07 April 2015

BALANÇO E CONTAS


Mui compreensivelmente, Allan Jones, na “Uncut”, pergunta a David Corley porque lhe foi necessário tanto tempo para gravar o álbum de estreia. E ele responde “É preciso viver uma vida para poder escrever sobre ela. Não é coisa que possa ser inventada”. E, ao "Hear! Hear!" Music, quase em modo Fight Club, explica: “Tenho duas regras acerca da escrita de canções. A primeira é: ‘é melhor ter algo para dizer’; e a segunda é: ‘é melhor ter algo para dizer’”. Não estaremos, pois, perante o caso inédito de um “difícil primeiro álbum”, uma vez que não se terá tratado de uma questão de dificuldade mas apenas de respeitar o imprescindível período de maturação. O que, contudo, não torna menos invulgar o facto de Corley, só agora, aos 53 anos, ter publicado o primeiro tomo da sua discografia, Available Light, e reclama algum conforto biográfico. Filho de Lafayette, Indiana, fugiu do "Twinkle, Twinkle Little Star" nas aulas de piano e atirou-se a um "songbook" dos Beatles, estudou informática na Universidade de Athens, Georgia (na mesma altura em que os R.E.M., moços da mesma criação, por lá iam começando a fazer história), e não hesitou em adquirir o estatuto de "dropout".



Nos trinta e picos anos seguintes, foi camionista, carpinteiro, empregado de mesa, operário, barman, agricultor. Mas aquele tipo menos comum de elemento das classes laboriosas que lia Joyce, Whitman, Blake e Rilke enquanto, na consagrada tradição americana, deambulava, de costa a costa. E ia vivendo imensamente mais do que o indispensável para ter algo que dizer.
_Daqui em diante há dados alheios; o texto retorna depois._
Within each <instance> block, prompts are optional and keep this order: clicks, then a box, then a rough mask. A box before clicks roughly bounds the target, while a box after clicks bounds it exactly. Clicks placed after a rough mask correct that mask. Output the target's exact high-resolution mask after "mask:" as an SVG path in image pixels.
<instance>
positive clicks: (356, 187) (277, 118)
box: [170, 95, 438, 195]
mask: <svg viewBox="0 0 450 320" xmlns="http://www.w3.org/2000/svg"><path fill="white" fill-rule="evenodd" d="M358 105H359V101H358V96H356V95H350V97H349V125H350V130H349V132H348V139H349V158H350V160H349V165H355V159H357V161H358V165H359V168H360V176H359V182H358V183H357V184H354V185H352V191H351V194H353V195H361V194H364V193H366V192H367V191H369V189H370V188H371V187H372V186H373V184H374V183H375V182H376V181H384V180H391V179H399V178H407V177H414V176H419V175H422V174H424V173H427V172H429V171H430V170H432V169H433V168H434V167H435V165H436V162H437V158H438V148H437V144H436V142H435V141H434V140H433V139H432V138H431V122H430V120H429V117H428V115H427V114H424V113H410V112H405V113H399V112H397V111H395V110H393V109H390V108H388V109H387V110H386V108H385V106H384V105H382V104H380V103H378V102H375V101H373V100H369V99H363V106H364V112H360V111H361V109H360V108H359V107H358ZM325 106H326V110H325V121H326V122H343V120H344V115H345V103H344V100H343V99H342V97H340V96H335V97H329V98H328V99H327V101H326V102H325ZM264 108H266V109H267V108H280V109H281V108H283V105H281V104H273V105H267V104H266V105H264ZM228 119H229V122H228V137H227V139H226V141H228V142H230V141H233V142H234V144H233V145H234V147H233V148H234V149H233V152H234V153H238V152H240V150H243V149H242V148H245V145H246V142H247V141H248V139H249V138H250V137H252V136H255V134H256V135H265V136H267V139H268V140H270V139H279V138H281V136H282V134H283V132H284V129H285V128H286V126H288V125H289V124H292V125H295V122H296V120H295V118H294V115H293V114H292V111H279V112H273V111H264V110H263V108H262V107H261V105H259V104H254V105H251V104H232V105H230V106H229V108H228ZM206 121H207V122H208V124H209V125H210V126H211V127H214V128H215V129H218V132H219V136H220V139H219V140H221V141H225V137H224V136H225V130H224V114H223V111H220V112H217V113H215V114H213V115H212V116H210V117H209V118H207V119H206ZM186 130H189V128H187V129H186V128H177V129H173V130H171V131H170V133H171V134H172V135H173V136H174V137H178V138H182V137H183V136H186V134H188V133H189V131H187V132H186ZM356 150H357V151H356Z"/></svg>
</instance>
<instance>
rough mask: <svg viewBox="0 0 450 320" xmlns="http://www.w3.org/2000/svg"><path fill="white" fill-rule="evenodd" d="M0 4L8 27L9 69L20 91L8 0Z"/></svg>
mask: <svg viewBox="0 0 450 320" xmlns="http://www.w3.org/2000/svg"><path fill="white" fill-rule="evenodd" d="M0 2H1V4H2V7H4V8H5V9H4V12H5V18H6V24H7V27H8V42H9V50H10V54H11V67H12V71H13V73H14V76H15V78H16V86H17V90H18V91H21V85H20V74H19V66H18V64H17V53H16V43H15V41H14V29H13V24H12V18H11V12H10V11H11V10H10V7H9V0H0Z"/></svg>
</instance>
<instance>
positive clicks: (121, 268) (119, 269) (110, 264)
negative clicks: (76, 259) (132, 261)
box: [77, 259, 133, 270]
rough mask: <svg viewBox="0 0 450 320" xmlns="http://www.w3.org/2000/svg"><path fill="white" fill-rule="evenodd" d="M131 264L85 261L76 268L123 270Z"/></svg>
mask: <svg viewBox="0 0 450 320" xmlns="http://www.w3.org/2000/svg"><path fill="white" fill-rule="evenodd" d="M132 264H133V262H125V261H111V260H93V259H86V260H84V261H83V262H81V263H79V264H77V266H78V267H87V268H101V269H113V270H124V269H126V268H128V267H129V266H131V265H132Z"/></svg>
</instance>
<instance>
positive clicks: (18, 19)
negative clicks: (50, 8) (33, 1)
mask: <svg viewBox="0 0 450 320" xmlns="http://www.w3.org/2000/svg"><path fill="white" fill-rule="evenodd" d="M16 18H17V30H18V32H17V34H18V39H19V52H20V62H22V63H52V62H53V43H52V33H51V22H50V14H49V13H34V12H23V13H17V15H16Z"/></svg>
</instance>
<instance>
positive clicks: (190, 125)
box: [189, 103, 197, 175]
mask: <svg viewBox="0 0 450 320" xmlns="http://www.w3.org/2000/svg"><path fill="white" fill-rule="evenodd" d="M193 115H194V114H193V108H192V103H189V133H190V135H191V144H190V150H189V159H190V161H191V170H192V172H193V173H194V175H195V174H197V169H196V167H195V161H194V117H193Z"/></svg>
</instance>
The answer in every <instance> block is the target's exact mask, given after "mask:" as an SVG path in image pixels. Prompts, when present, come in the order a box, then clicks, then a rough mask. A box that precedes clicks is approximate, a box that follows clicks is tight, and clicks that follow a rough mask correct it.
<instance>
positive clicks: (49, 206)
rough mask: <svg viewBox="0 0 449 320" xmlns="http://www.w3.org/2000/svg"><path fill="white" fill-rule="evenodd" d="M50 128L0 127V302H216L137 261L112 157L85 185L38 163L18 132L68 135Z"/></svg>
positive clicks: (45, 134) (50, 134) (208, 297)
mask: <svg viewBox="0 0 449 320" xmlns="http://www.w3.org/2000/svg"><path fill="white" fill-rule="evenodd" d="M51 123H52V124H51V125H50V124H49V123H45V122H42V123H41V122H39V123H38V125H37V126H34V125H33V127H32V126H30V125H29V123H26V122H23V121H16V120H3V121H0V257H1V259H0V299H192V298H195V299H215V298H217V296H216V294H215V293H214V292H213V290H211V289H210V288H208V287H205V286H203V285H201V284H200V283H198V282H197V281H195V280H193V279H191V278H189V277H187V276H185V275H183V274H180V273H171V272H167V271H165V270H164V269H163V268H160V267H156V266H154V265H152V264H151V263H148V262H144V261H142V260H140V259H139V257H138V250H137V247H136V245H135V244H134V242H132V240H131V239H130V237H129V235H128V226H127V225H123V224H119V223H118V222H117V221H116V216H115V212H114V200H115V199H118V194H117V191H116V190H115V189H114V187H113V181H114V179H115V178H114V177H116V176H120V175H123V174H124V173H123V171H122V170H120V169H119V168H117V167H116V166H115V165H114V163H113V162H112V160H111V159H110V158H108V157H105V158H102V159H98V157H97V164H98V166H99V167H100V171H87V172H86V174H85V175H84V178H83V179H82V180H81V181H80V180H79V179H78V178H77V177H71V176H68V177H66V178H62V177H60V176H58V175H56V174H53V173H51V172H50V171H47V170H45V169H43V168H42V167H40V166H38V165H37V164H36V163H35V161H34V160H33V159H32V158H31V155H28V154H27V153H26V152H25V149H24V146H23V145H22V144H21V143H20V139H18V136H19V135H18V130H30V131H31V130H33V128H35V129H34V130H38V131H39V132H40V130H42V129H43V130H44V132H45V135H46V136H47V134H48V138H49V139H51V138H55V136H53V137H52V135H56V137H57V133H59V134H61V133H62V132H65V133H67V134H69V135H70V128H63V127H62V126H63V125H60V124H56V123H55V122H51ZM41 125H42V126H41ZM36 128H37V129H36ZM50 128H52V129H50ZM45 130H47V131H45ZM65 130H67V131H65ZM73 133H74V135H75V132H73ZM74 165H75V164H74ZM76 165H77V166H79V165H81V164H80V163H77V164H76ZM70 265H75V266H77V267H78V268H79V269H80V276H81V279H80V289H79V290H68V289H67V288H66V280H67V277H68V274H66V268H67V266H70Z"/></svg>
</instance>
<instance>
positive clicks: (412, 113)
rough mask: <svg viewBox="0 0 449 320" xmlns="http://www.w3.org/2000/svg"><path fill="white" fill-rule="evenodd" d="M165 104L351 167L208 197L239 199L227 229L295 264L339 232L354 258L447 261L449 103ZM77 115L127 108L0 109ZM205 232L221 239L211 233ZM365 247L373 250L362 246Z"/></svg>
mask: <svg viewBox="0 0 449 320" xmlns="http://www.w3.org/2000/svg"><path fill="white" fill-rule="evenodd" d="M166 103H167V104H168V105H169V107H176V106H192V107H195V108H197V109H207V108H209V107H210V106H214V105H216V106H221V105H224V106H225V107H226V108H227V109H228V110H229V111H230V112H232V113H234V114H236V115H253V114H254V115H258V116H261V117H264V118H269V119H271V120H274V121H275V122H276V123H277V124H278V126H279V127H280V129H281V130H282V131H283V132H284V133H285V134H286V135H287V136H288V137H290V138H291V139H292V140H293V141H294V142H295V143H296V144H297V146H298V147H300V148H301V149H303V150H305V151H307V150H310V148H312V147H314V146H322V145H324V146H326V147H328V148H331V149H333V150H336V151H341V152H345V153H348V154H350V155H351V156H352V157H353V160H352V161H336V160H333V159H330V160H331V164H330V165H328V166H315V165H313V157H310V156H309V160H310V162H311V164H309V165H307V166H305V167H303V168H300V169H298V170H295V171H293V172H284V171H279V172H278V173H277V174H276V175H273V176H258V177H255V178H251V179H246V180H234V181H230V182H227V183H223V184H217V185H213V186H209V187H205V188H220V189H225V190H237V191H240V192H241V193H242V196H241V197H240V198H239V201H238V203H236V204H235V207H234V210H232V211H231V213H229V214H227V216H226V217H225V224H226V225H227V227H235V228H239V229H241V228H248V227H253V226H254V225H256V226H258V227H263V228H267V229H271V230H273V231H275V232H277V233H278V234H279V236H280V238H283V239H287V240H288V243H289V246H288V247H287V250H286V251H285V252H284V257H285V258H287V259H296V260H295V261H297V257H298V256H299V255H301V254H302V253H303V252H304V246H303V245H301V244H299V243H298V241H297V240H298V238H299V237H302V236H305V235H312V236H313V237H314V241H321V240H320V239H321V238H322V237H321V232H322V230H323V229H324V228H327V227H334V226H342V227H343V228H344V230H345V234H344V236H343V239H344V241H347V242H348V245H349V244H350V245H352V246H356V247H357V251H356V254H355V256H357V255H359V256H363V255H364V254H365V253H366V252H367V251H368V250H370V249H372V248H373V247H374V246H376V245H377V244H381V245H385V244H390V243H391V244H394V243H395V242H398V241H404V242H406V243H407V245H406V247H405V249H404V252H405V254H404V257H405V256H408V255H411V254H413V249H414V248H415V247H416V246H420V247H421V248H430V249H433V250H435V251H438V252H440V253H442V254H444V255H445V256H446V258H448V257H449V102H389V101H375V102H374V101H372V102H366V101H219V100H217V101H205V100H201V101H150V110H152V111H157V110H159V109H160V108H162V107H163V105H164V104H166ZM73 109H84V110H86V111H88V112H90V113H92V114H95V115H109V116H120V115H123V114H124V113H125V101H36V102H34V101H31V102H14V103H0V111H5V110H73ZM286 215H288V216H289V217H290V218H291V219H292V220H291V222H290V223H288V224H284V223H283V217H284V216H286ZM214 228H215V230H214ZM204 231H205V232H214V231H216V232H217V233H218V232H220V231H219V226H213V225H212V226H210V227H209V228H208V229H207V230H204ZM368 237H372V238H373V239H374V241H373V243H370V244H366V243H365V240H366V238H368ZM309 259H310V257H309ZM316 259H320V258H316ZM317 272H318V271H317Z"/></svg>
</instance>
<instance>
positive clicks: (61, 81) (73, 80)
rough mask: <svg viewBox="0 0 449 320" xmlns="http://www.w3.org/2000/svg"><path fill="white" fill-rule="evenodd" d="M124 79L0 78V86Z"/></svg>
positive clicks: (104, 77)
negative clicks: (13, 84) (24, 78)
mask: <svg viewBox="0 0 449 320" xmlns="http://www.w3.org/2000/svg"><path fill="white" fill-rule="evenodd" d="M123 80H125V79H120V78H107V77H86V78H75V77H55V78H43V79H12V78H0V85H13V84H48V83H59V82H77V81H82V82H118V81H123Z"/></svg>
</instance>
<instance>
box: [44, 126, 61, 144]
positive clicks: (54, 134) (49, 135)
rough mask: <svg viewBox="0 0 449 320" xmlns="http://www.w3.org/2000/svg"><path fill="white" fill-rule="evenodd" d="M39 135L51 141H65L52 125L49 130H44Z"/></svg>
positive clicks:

Da destilação de tudo isso, em registo de exemplar classicismo (imaginem o mais que perfeito lugar geométrico onde Springsteen, Willy Vlautin, Mark Eitzel, Dylan, Van Morrison, Randy Newman, Tom Waits, David Ackles e Lou Reed coabitam – sim, são esses os seus pares) e interpretadas com o género de voz de quem já consumiu a quantidade de cigarros e bourbon recomendada, as dez canções de Available Light, balanço e contas de perdas, desencontros e erros (“I hopped up into my truck but I headed to the wrong bar, got way too fucked-up, started wishin' on the wrong star, but the sky, man, it's so large, that's just an easy mistake”), constituem exactamente aquilo que se costuma designar como clássico instantâneo.